简体   繁体   English

使用正则表达式对象C#的CSV解析错误

[英]CSV Parsing error using regex object C#

I am using ParseCSV function to parse a CSV file in C#. 我正在使用ParseCSV函数来解析C#中的CSV文件。

The last column in a row of CSV file contains: NM 120922C00002500(lots of spaces after this) CSV文件行的最后一列包含: NM 120922C00002500(此后有很多空格)

In ParseCSV function i am passing an inputstring, as a result of reading the CSV file. 在ParseCSV函数中,由于读取CSV文件,我传递了一个输​​入字符串。

A part of the inputstring is: 输入字符串的一部分是:

"1",000066,"07/30/2012","53193315D4","B ","99AAXXPB0"," "," "," ","CALL NM 09/22/12 00002.500 ","MG",100.00,1.050000,310,32550.00,25530.70,360,37800.00,30477.78,"C",2.50000,09/22/2012,"NM"," NM 120922C00002500 ". “ 1”,000066,“ 07/30/2012”,“ 53193315D4”,“ B”,“ 99AAXXPB0”,“”,“”,“”,“ CALL NM 09/22/12 00002.500”,“ MG”, 100.00,1.050000,310,32550.00,25530.70,360,37800.00,30477.78,“ C”,2.50000,09 / 22/2012,“ NM”,“ NM 120922C00002500 ”。
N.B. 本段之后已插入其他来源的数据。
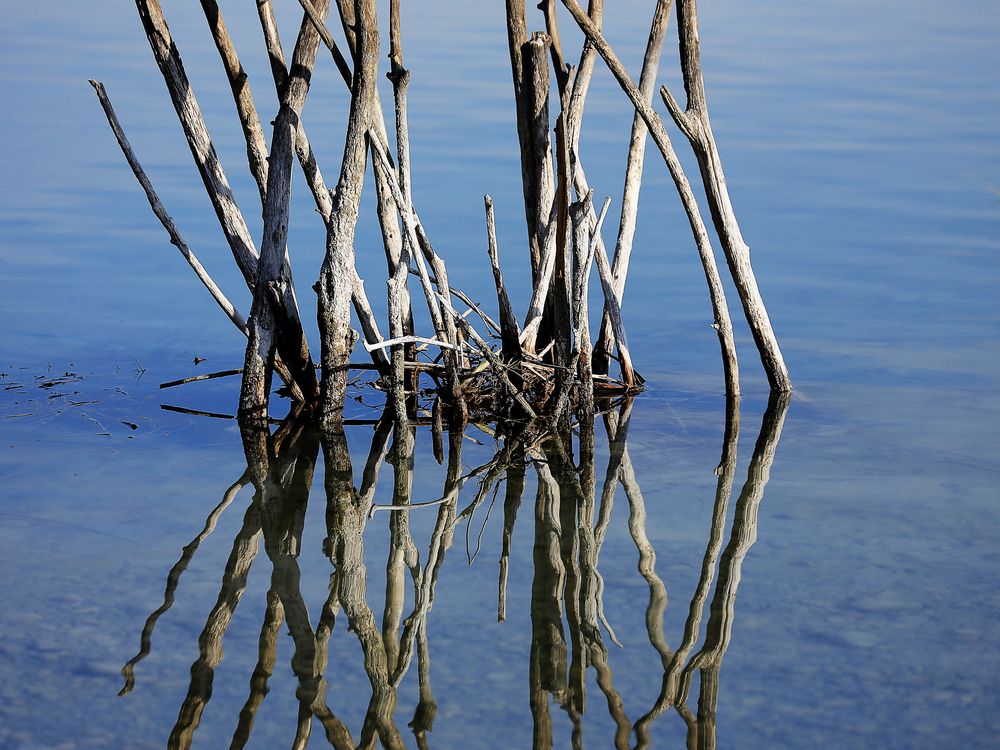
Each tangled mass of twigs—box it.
[91,0,791,426]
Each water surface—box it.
[0,0,1000,748]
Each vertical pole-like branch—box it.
[136,0,315,408]
[506,0,542,286]
[594,0,671,382]
[316,0,378,425]
[201,0,267,205]
[660,0,792,391]
[562,0,740,396]
[569,190,594,420]
[520,33,557,353]
[240,0,329,421]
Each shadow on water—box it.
[115,395,789,750]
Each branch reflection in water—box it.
[122,394,789,750]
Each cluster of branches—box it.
[92,0,791,426]
[122,395,788,750]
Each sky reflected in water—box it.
[0,0,1000,750]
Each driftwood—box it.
[94,0,791,428]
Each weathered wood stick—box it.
[562,0,739,396]
[240,0,329,420]
[160,368,243,389]
[255,0,394,375]
[193,0,267,206]
[439,295,538,419]
[90,80,303,401]
[538,0,572,91]
[522,32,560,353]
[299,0,354,88]
[594,0,671,373]
[256,0,333,224]
[569,190,592,424]
[660,0,792,392]
[309,0,415,370]
[136,0,257,289]
[90,80,247,335]
[369,133,448,340]
[483,195,521,362]
[363,336,458,351]
[317,0,378,428]
[506,0,542,287]
[136,0,315,412]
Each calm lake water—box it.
[0,0,1000,750]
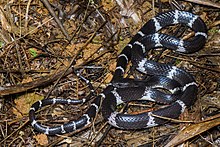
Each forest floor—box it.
[0,0,220,147]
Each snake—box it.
[29,10,207,135]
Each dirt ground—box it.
[0,0,220,147]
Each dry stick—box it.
[45,22,106,98]
[41,0,71,41]
[185,0,220,8]
[0,120,29,144]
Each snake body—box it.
[29,10,207,135]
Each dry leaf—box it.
[33,134,48,145]
[165,115,220,147]
[13,93,43,117]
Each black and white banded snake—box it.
[29,10,207,135]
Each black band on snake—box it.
[29,10,207,135]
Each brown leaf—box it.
[13,93,43,117]
[165,114,220,147]
[33,134,48,145]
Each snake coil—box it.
[29,10,207,135]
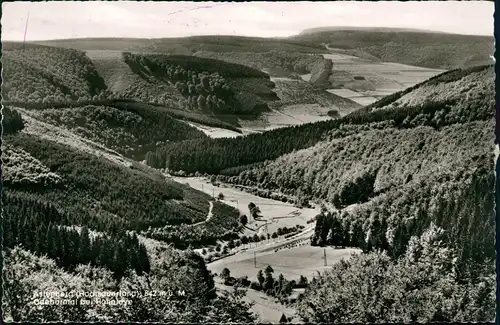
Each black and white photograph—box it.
[1,1,500,324]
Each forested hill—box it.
[147,66,494,176]
[32,35,325,55]
[2,112,254,323]
[2,44,278,115]
[290,28,494,69]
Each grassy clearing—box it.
[207,245,359,281]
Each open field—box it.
[173,177,320,235]
[207,243,359,281]
[320,48,445,105]
[215,282,299,323]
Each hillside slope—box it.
[212,67,496,323]
[2,102,255,323]
[34,35,324,55]
[148,66,494,175]
[291,28,493,69]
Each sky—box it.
[1,1,494,41]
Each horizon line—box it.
[2,26,494,43]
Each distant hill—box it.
[34,35,324,55]
[299,26,445,35]
[290,28,493,69]
[144,66,494,176]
in the CSVParse function, am doing the following: 在CSVParse函数中,正在执行以下操作:

string csvParsingRegularExpressionOld = Prana.Global.ConfigurationHelper.Instance.GetAppSettingValueByKey("CSVParsingRegularExpression");
string csvParsingRegularExpression = csvParsingRegularExpressionOld.Replace("\\\\", "\\");

In csvParsingRegularExpression value comes out as: 在csvParsingRegularExpression中,值显示为:

((?<field>[^",\r\n]*)|"(?<field>([^"]|"")*)")(,|(?<rowbreak>\r\n|\n|$))

The I follow up with 我跟进

Regex re = new Regex(csvParsingRegularExpression);

MatchCollection mc = re.Matches(inputString);

foreach (Match m in mc) 
{

   field = m.Result("${field}").Replace("\"\"", "\"");
}

But here field contains empty string when it comes to the last value "NM 120922C00002500". 但是,当最后一个值是“ NM 120922C00002500”时,此处的字段包含空字符串。 What may be the possible solution for this problem? 这个问题可能有什么解决方案?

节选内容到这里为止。